Stephanie Weston, Head of Portfolio Design at Hesta Super Fund
- We generically refer to ESG as an impactful investment. We look to not only invest well, but also provide advocacy and act cooperatively to create a more sustainable world.
- Hesta Super Fund’s members include a lot of healthcare workers, nurses, age-care staff. So one of the key ESG factors or investment themes is health and well-being. It is something that resonates particularly with our fund.
- There are about 11 companies that represent about 75% of the carbon emissions in Australia. We view very much our role as being an advocate and a force for change amongst those companies. It does not mean instant divestment, but it does mean active ownership, ongoing advocacy, and maintaining pressure on those companies and more generally, in the political sphere.
- Most of the superannuation funds will have a reasonably large holding in domestic equities, smaller than the international equity exposure by and large. It is more challenging to achieve some of our carbon targets in the domestic portfolio than it is in the global portfolio. That said, the superannuation industry in Australia is becoming larger, which means we will likely invest less domestically.
Adeline Tan, Wealth Business Leader at Mercer
- Among my clients in Asia, a major challenge is what ESG means to them, owing to the fact that there is no natural standard to define what is the best and what is the worst.
- The best practice in ESG is where asset owners have separate teams or work groups that focus on different areas of engagement. There can be experts on stewardship, groups that look at international studies and the latest regulations. That is a great way of building capacity and keeping up with the trends in the ESG sphere.
- Governance standards on ESG will become higher. There are going to be more rules about what qualifies for the label of ESG. Investors may also need to consider the different types of tax on different investments.
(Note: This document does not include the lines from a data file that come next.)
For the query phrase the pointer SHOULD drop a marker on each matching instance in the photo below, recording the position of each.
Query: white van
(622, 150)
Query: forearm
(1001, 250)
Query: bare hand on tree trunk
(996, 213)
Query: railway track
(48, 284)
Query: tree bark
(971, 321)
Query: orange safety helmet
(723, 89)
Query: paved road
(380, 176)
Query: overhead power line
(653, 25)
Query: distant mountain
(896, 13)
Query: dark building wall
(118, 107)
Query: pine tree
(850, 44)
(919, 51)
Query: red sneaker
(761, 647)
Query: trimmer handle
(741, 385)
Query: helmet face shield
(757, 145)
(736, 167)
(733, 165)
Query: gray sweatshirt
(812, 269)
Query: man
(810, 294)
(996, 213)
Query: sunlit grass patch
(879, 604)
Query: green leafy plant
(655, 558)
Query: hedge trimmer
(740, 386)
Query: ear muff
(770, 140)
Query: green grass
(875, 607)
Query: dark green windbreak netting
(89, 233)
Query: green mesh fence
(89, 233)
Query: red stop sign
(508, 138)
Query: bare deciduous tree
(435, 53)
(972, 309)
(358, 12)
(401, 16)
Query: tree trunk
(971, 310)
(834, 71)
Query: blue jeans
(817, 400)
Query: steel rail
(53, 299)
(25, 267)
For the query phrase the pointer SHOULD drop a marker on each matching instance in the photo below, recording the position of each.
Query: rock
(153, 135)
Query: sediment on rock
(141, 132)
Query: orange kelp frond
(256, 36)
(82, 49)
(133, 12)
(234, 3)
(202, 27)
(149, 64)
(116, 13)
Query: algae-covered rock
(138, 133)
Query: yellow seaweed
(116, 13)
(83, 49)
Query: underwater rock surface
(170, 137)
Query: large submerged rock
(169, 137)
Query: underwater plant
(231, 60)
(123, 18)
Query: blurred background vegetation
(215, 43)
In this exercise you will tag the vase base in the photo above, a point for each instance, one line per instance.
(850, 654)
ESG Natixis Portfolio Clarity
Claire Martinetto, Head of Natixis Investment Managers Solutions
- The ESG and Climate Natixis Portfolio Clarity provides a very detailed ESG and climate portfolio assessment based on well-known ESG data providers.
- The tool offers look-through analysis, and is very interactive and flexible to cater to specific client needs.
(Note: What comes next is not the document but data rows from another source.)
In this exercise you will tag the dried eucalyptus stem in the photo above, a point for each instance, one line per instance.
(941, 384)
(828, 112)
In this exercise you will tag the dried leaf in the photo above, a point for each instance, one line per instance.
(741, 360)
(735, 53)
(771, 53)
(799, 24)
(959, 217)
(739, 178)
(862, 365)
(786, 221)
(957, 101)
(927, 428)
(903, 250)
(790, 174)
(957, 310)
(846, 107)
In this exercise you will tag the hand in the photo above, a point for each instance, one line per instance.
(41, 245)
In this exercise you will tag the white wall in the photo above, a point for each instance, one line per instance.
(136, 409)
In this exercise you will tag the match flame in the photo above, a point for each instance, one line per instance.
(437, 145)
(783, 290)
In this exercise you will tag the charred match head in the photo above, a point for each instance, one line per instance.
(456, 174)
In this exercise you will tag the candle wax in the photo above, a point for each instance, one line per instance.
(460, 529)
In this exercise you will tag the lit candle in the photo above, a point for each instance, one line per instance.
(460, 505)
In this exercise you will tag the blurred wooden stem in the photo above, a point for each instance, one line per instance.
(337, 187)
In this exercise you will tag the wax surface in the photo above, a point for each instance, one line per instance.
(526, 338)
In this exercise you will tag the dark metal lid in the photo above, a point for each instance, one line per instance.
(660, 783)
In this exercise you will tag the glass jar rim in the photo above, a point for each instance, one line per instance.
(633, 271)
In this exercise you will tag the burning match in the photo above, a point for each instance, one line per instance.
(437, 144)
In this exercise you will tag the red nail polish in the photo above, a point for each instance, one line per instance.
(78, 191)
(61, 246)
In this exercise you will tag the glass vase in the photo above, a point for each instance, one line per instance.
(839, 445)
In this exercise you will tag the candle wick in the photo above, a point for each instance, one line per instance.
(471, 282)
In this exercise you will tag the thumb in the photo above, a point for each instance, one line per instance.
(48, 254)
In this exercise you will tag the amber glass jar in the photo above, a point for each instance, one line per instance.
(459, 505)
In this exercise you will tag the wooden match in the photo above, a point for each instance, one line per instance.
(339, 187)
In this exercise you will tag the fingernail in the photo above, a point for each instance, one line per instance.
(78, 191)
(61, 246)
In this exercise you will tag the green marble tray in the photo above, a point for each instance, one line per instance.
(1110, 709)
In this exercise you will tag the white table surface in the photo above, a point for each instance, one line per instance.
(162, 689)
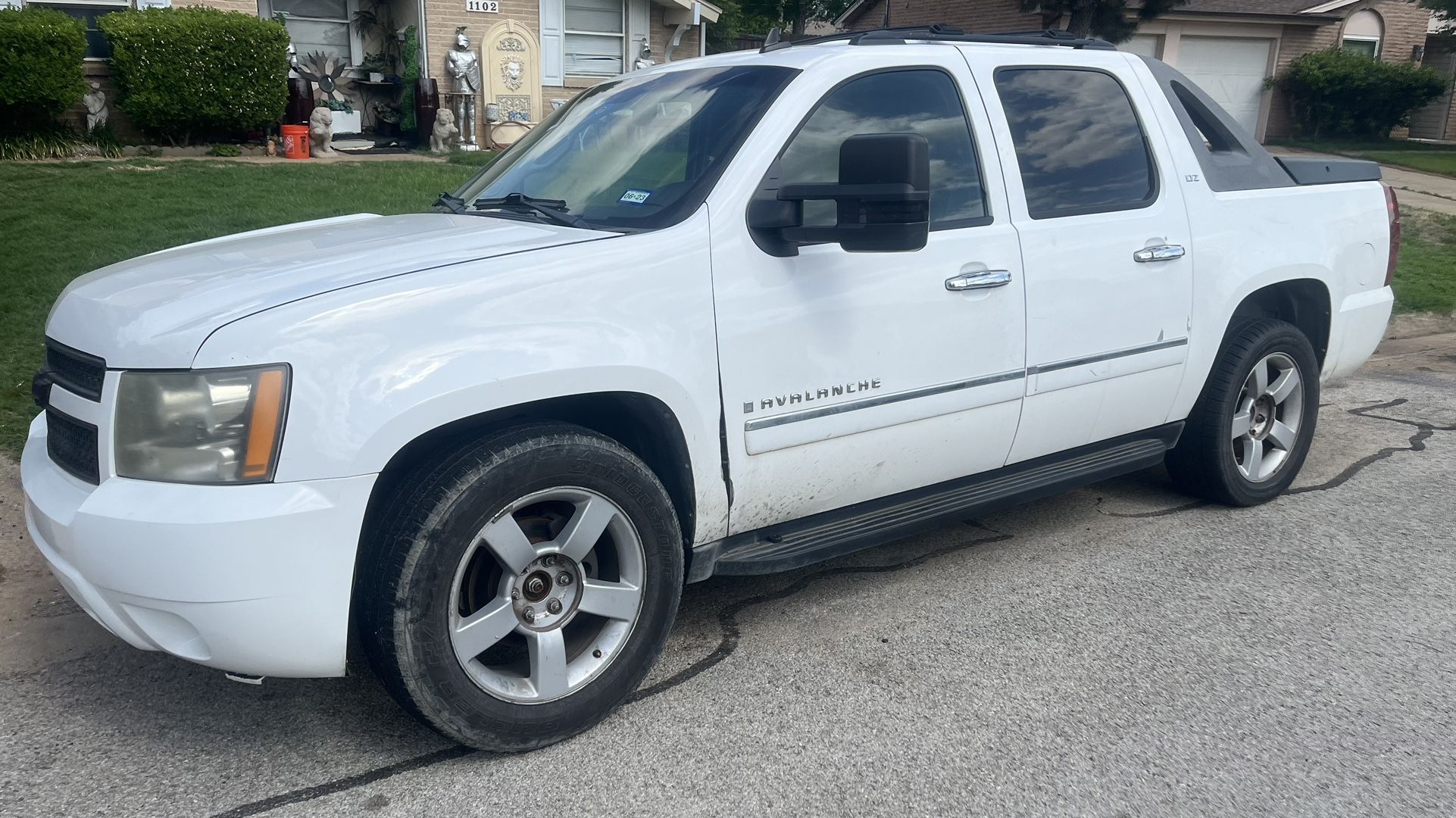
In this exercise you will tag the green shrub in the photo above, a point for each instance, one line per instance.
(52, 140)
(410, 55)
(198, 73)
(41, 53)
(1344, 93)
(105, 140)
- The service was launched one year ago, and more than 100 portfolio clarity analysis over geographies and client segments were completed.
- Users can compare the ESG risk score generated by the service to a benchmark or a custom-made category.
Estelle Castres, MD, Insurance Companies & Co Head BDU Western Europe at Natixis Investment Managers
- ESG is about managing risk on one side, but also taking many opportunities on the other side. It is clearly moving from a nice-to-have thing to a must-have one.
- The European Commission just shed more light on the taxonomy and the level of disclosure that corporates will have to follow through in the coming months and coming years, in order to avoid greenwashing.
- Natixis IM deploys a multi-affiliate model. Each of our affiliate has its own methodology towards ESG integration, so institutional investors can find the one that best fits part of the portfolio.
- Natixis IM was highlighted among the certified ESG leaders by the UNPRI, underlining its commitment to bring value to and partner with asset owners.